The working memory plays an essential role in everyday activities such as remembering the hands of a clock when asked for the time. Normally, we stop looking at the position of the clock hands to focus on the person talking to us and respond. But how do we maintain this information in our minds? Can we "read" this memory in people's eye movements?

Traditionally, eye movements have been considered a confounding variable that can complicate the study of memory through neuroimaging. However, in recent years, the study of gaze patterns has regained significant relevance in cognitive neuroscience to understand how we remember visuospatial information and how mental representations are modified depending on external demands.

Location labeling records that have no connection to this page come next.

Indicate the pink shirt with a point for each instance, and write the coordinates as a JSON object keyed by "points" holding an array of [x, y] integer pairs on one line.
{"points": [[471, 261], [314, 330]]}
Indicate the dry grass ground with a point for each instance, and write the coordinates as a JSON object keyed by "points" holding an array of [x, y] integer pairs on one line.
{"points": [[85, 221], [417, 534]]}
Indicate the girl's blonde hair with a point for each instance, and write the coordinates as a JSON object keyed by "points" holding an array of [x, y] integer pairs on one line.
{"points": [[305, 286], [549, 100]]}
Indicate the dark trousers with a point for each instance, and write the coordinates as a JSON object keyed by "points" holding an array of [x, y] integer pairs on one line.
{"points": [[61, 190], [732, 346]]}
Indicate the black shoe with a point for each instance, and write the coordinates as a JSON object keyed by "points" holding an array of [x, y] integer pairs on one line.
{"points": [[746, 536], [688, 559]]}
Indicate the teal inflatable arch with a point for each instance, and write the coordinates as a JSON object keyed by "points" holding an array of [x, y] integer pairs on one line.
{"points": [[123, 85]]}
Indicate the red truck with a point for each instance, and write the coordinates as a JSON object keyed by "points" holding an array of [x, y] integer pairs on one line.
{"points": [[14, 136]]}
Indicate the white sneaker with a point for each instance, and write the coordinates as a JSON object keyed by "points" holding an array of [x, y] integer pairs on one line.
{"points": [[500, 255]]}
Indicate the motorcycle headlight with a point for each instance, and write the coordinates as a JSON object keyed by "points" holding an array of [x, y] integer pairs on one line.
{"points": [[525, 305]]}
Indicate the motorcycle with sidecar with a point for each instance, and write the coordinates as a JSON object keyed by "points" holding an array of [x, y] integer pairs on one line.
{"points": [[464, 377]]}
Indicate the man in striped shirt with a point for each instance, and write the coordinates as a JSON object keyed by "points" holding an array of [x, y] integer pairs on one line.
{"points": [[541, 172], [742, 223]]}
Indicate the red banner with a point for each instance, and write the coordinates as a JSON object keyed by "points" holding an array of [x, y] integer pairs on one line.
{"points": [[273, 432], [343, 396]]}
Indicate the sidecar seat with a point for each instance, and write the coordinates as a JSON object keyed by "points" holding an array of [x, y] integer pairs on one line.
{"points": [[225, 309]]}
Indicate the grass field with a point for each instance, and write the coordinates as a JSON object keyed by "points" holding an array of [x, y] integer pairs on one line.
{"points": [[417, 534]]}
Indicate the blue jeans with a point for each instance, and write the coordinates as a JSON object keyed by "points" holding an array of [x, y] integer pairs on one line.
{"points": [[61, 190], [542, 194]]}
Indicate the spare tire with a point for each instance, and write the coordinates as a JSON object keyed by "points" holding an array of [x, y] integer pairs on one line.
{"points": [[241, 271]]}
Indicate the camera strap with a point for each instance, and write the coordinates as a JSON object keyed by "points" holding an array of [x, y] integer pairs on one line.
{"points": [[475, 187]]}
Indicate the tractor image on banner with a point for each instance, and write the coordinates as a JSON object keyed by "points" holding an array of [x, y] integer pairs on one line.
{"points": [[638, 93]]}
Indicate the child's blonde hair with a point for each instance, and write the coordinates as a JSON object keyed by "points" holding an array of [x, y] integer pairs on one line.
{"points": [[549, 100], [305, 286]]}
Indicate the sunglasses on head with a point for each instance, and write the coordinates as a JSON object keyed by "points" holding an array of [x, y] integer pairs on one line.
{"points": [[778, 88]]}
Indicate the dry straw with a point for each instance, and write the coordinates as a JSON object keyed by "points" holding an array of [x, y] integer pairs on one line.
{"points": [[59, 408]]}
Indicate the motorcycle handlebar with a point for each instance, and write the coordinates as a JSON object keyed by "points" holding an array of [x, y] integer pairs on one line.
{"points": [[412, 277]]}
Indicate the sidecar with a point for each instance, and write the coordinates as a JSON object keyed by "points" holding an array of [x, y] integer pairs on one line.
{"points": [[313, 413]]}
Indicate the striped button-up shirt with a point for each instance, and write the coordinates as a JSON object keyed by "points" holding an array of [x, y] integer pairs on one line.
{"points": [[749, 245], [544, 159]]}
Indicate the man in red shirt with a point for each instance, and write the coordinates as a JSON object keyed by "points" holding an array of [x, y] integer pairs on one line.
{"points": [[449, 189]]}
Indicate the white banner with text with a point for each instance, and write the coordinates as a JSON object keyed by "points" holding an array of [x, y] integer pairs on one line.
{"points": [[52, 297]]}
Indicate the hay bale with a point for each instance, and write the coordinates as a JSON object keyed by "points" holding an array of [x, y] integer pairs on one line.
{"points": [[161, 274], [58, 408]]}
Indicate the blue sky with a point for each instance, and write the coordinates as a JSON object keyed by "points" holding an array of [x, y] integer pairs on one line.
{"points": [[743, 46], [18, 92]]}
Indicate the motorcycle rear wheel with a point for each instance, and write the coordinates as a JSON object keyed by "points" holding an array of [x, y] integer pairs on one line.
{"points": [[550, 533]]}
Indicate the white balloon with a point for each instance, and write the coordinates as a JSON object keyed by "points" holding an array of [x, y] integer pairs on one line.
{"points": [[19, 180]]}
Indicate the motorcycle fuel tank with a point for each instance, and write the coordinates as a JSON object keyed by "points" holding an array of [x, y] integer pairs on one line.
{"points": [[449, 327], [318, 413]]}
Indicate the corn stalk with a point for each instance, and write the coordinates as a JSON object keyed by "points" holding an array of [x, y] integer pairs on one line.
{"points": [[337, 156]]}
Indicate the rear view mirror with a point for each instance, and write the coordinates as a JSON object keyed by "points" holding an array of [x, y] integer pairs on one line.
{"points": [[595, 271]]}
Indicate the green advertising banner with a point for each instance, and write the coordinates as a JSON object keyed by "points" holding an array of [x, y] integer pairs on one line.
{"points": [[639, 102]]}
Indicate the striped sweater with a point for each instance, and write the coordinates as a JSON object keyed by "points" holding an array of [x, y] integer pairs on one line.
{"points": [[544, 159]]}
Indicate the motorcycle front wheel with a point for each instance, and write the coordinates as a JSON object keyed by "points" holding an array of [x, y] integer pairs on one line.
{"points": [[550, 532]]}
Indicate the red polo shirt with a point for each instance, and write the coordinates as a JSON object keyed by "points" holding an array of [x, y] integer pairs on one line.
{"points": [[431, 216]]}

In a study conducted by CIMCYC researcher Juan Linde Domingo (Memory and Language group) in collaboration with Bernhard Spitzer (Max Planck Institute for Human Development), the eye movement patterns of participants were analyzed to understand how we remember certain information and how it adapts depending on our attentional processes. This work demonstrates that even when people were instructed not to move their eyes, tiny changes in gaze direction revealed what information they were recalling. These eye movements can reflect multiple memories simultaneously (in this case, the orientation of two different objects at the same time). Furthermore, these eye movement patterns showed how the way the specific orientation of an object was reflected changed depending on whether attention was withdrawn at some point. Specifically, after processing new visual information, eye movements continued to reflect information but with more abstract and generalizable representations between stimuli.

This innovative work underscores that eye movement patterns reveal much information about how we visually remember things, that our memories change when we stop paying attention to them, and the importance of studying eye movement patterns for memory research.